How Mastercard’s ‘X-border Services Express’ aims to simplify international payments
- One-third of SMBs and consumers surveyed are frustrated by restrictions in destination countries that limit their ability to send cross-border payments.
- Mastercard has launched a new service in a move to streamline international payments experiences for FIs especially to help small and mid-tier banks.

Mastercard has launched a new service, Cross-Border Services Express, in a move to streamline international payments experiences for financial institutions.
The new integration facilitates cross-border payments through a simple and customizable front-end user interface for the existing Mastercard Cross-Border Services offering, as well as other services. These include a range of tools to meet compliance and regulatory requirements such as sanctions screening and KYC.
One-third of SMBs and consumers surveyed are frustrated by restrictions in destination countries that limit their ability to send cross-border payments, according to Mastercard’s 2022 borderless payments report.
The new service especially aims to help small and mid-tier banks solve their clients’ pain points and provide them with similar international payment features that larger banks offer to meet their clients’ expectations – irrespective of their size and scale. That’s valued by SMBs, which struggle to keep money flowing. One-quarter of small businesses say that suppliers had refused to work with them due to uncertainty over payment times.
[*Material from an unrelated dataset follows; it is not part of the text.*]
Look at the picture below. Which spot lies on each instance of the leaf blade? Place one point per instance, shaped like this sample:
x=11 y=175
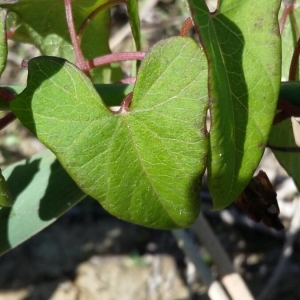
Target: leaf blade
x=244 y=85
However, the service is also on tap for other financial institutions looking to smooth the path of their cross-border payments offerings, according to Alan Marquard, executive VP, of transfer solutions at Mastercard.

Mastercard is working in tandem with a couple of fintechs on the service. These include Fable, which provides money transfer technology to banks and money transfer operators, and Payall Payment Systems, which enables bank customers to transfer funds to a variety of touch points. This collaboration will assist in providing consumers flexibility in how they pay -- by delivering funds to bank accounts, mobile wallets, cards, and cash payout locations in more than 60 currencies to over 100 markets.
However, despite so many offerings and services being offered to facilitate cross-border payments, stumbling blocks still exist. The progress being made to facilitate easier cross-border payments is important, but there remains much work to be done. Only 23% of SMBs are happy with their cross-border payment solutions, recent research shows.
“The major pain points in this regard have been well articulated in the G20 roadmap for enhancing cross-border payments; with a focus on improving cost, speed, transparency, and access,” Marquard told Tearsheet.
Further progress in simplifying cross-border payments and reducing friction will likely require a mix of technological solutions and standardization -- particularly in messaging formats from the private sector and regulatory harmonization across factors such as KYC, AML, and identity and data rights from the public sector.